All of this is why the hubbub about how DeepSeek R1 showed you don’t need lots of GPUs to scale model capabilities was completely insane.
These takes were just irredeemably, disqualifyingly bonkers, and this stuff was everywhere for about a week. It also didn’t help that DeepSeek may have lied about the number of GPUs it used in its training run, in order to hide some avoidance of sanctions on Chinese use of high-end GPUs.
It would be obvious to anyone who read the DeepSeek paper and understood it that reality is the opposite of what’s implied above — DeepSeek R1’s launch proved that GPU horsepower is even more valuable than we had imagined. With the method described here, you can run tons and tons of GPU-intensive inferences and climb the ladder to AGI with nothing but electricity. The more GPUs and electricity you have on tap, the faster you can climb.
Postscript: What does this mean for the AI arms race?
It’s worth asking not just how far up the intelligence ladder we can scale with these techniques, but also about the height of the ladder itself. This question of intelligence ladder height also has implications for the economics of AI. I do have some thoughts on these issues.
I’m not saying the following is definitely true, only that it scans to me:
“Intelligence” (whatever that is) is not an endlessly climbing exponential, but a sigmoid curve (see below), and humans are much closer to the upper limit than we are to the lower limit.
Following 1, AI scaling will approach the upper limit soon, and no matter how much GPU and data we keep throwing at it, progress will slow for everyone, and the delta between state-of-the-art and trailing edge will shrink rapidly.
(Background: The transformer architecture is an optimization.
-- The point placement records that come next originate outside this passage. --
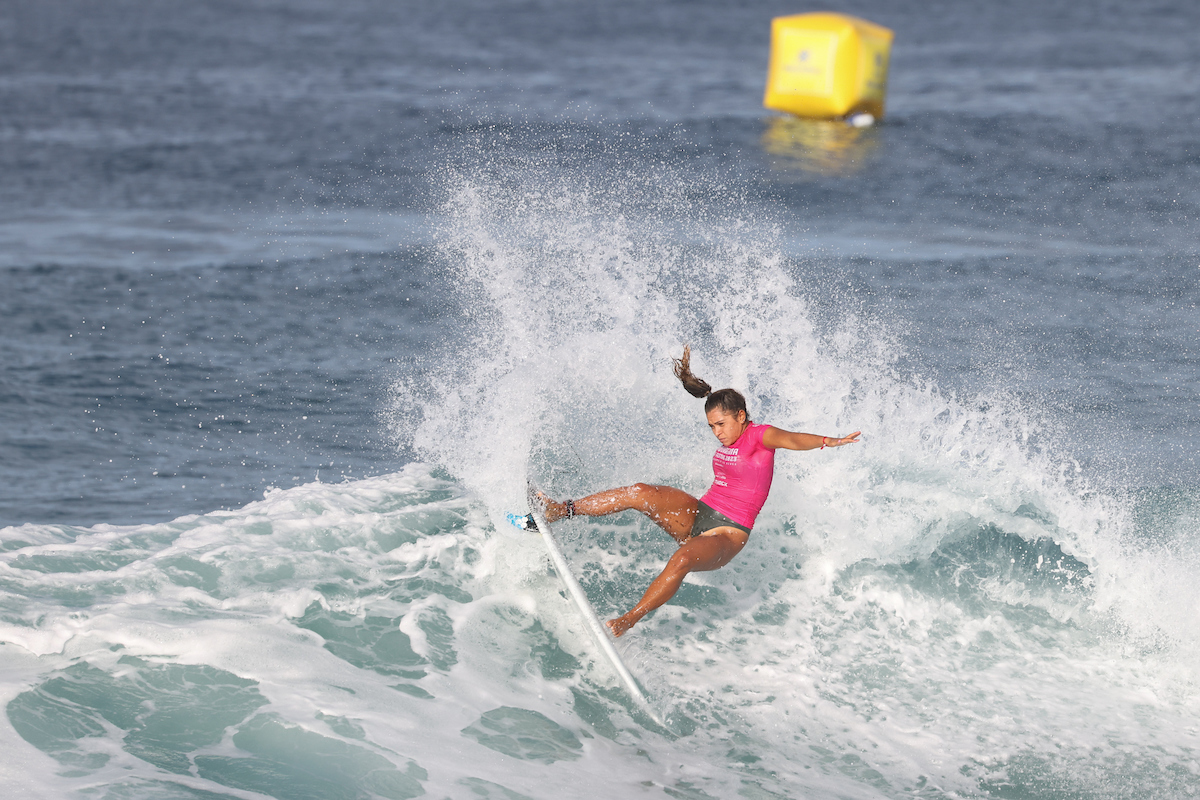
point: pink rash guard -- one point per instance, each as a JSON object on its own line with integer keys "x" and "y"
{"x": 742, "y": 476}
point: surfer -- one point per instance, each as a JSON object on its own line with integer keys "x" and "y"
{"x": 713, "y": 529}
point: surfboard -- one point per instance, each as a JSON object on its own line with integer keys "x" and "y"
{"x": 600, "y": 632}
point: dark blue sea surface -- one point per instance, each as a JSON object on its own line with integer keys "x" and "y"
{"x": 294, "y": 294}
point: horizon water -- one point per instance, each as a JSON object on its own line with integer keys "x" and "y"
{"x": 299, "y": 296}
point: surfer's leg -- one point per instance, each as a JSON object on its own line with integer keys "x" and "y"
{"x": 709, "y": 551}
{"x": 672, "y": 510}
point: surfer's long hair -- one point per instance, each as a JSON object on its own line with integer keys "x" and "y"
{"x": 727, "y": 400}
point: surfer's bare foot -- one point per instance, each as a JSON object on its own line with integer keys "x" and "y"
{"x": 555, "y": 510}
{"x": 618, "y": 626}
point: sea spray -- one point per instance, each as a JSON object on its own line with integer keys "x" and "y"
{"x": 928, "y": 612}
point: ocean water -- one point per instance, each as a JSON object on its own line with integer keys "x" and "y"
{"x": 298, "y": 295}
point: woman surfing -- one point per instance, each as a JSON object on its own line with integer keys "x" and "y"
{"x": 713, "y": 529}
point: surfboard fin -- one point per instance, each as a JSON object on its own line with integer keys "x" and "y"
{"x": 522, "y": 521}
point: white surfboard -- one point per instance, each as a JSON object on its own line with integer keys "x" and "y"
{"x": 600, "y": 632}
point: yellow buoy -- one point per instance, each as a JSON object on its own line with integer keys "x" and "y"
{"x": 827, "y": 65}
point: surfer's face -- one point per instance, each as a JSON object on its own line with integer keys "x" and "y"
{"x": 726, "y": 427}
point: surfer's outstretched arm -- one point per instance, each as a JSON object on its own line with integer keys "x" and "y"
{"x": 709, "y": 551}
{"x": 779, "y": 439}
We could get the same performance out of a simpler network at much higher parameter counts). There are other, transformer-like optimizations out there that are yet to be discovered & that will let teams approach the upper limit with/ far fewer GPU and data resources.
Even without new optimizations, test-time scaling means you can just throw electricity at the problem. Countries that are building tons of nuclear reactors will be able to keep scaling even on trailing-edge hardware just by running all the GPUs they have without regard for cost.
If I’m right, then all of the above points are bearish for any company or country whose business is “AI” and whose moat is access to GPU cycles and data. Yes, I’m talking about NVIDIA, but also about the US, which is trying to retain an edge in AI via GPU export controls.
So it’s not clear to me that our export controls will slow China down enough so that we get there first. And it’s not like China isn’t reaching its own milestones in chip fabrication. Once they have the chips and the power plants, then if AGI is possible, they’ll reach it.